Hidepid=2 not working in lxc


#1

Hi Community

I am having problems with setting hidepid=2 in LXC containers version 3.0.0. This appears on different systems. One is a Debian stretch running a proxmox kernel (4.15.17-3-pve) and the other is Ubuntu 18.04 with kernel 4.15.0-20-generic.

You can find more information about my problem in the proxmox forum (this post is from us):

Does anyone has any other hint than already written in the proxmox forum?

This is a problem which we have since about August 2016. It is a big security issue for us because multiple customers do have access to the same servers and they should not be able to see the processes of the others. Because it exists since a long time we are really looking forward to have a solution.

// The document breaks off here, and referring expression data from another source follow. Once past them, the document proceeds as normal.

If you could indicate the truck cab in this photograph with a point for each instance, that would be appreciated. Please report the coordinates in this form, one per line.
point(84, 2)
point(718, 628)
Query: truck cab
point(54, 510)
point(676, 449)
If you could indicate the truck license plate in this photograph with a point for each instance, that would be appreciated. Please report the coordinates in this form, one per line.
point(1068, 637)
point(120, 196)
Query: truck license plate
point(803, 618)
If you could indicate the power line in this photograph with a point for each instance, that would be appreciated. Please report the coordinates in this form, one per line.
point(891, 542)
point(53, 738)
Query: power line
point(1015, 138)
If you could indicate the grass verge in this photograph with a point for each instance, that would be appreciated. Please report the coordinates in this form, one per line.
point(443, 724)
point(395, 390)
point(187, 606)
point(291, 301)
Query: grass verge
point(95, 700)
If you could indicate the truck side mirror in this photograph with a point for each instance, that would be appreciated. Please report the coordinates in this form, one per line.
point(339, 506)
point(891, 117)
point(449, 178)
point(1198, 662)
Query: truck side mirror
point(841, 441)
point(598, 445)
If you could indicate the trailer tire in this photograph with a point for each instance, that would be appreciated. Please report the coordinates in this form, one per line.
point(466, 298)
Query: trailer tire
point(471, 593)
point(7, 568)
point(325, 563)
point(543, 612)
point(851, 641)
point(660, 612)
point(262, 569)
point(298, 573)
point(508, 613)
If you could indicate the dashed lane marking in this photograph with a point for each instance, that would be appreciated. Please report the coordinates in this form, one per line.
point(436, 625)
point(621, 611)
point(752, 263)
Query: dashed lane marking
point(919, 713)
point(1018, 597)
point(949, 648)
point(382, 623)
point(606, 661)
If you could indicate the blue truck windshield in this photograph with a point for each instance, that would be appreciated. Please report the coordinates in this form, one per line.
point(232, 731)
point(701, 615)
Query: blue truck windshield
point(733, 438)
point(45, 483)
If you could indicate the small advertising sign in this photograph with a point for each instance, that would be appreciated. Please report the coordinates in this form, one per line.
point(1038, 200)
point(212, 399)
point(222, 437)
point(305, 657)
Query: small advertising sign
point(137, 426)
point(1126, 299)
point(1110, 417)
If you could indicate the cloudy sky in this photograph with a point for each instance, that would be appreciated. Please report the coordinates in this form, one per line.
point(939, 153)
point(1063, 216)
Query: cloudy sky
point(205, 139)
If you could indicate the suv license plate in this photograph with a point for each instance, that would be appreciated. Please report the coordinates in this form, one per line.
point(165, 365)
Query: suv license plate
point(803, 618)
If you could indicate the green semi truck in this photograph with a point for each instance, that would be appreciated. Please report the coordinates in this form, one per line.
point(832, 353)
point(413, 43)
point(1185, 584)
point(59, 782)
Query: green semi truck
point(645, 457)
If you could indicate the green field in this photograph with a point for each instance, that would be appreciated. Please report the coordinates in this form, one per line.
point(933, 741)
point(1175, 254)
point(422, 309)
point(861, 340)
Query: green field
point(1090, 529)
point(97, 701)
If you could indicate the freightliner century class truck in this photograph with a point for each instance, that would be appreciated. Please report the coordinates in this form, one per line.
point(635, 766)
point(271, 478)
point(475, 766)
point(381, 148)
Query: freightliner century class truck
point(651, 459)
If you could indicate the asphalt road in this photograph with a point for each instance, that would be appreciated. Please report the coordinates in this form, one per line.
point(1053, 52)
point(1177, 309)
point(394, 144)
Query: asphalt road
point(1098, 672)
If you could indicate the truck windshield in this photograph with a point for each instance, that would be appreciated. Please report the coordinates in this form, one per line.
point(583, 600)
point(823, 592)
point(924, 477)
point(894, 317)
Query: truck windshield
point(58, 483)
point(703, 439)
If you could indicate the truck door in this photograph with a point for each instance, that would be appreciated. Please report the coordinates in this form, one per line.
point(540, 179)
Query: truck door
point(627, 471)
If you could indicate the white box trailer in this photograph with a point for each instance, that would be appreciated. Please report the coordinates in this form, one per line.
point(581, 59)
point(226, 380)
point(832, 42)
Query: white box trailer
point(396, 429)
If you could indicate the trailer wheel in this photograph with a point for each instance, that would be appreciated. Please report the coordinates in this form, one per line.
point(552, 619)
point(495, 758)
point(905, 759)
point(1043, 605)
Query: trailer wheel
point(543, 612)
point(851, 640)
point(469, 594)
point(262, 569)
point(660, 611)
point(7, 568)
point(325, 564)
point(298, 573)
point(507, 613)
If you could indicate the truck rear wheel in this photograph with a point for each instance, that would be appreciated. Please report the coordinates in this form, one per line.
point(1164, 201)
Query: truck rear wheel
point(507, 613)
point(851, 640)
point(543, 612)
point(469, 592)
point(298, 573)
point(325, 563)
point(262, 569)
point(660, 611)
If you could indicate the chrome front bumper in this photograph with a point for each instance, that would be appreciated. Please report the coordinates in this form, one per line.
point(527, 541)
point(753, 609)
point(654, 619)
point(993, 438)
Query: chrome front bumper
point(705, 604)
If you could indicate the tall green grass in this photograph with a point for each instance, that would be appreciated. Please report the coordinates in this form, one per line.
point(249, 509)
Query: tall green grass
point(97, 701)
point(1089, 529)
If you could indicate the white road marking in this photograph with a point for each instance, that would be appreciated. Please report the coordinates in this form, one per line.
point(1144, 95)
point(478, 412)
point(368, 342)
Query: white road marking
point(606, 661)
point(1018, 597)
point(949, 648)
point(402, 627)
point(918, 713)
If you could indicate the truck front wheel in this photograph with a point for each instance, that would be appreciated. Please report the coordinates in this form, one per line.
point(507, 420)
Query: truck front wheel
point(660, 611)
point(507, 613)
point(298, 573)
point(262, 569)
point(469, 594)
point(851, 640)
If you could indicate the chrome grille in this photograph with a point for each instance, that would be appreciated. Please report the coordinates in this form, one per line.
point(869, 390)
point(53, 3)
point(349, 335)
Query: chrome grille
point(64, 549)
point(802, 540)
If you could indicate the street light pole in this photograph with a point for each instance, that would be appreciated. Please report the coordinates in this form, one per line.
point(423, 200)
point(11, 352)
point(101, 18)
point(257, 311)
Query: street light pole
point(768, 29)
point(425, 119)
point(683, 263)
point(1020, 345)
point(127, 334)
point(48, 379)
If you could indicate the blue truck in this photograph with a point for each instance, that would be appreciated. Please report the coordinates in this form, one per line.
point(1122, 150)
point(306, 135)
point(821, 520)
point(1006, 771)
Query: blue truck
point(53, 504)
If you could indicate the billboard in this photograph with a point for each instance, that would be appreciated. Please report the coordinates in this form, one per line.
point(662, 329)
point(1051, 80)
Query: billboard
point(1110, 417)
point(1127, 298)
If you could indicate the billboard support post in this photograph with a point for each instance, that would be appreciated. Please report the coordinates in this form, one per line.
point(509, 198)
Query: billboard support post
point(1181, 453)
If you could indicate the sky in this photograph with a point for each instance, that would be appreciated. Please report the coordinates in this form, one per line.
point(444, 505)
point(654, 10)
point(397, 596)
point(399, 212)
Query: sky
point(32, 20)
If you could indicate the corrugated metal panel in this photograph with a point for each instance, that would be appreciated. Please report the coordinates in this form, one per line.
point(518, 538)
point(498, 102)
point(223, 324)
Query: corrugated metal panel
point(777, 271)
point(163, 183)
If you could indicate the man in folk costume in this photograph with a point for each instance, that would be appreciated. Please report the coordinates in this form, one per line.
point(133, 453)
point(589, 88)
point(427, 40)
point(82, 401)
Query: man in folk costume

If you need more information, please ask! :slight_smile:

Thanks for your responses in advanced!


(Christian Brauner) #2

I need to hear exactly what is failing or not working. It’s not obvious to me what the issue is. Furthermore, I need at least:

  • the container’s config file
  • the trace log (lxc-start <container-name> -l trace -o <container-name>.log

#3

Hi

Thanks for your response!

We have created the apparmor config to be able to remount /proc:

# /etc/apparmor.d/lxc/lxc-default-cgns-with-proc-remount
profile lxc-default-cgns-with-proc-remount flags=(attach_disconnected,mediate_deleted) {
  #include <abstractions/lxc/container-base>

  # these are copied from lxc-container-default-cgns:
  deny mount fstype=devpts,
  mount fstype=cgroup -> /sys/fs/cgroup/**,

  # This will allow remounting /proc, eg to change hidepid
  mount options=(rw, nosuid, nodev, noexec, remount, silent, relatime) -> /proc/,
}

then reloaded apparmor:

# apparmor_parser -r -W -T /etc/apparmor.d/lxc-containers

now added the profile to the container:

lxc.apparmor.profile = lxc-default-cgns-with-proc-remount

So the container config looks like:

arch: amd64
cores: 2
cpulimit: 2
cpuunits: 1024
hostname: hostname.example.com
memory: 4096
net0: name=eth0,bridge=vmbr0,gw=46.231.201.193,hwaddr=AA:A1:3A:9D:41:31,ip=46.231.201.198/26,type=veth
onboot: 1
ostype: debian
rootfs: zfsvols:subvol-198-disk-1,acl=1
swap: 1024
lxc.apparmor.profile: lxc-container-default-cgns-with-proc-remount

after that it should work to use:

$ mount -o remount,hidepid=2 /proc
mount: cannot remount block device proc read-write, is write-protected

but after that mountstill gives the same output:

$ mount | grep proc
proc on /proc type proc (rw,nosuid,nodev,noexec,relatime)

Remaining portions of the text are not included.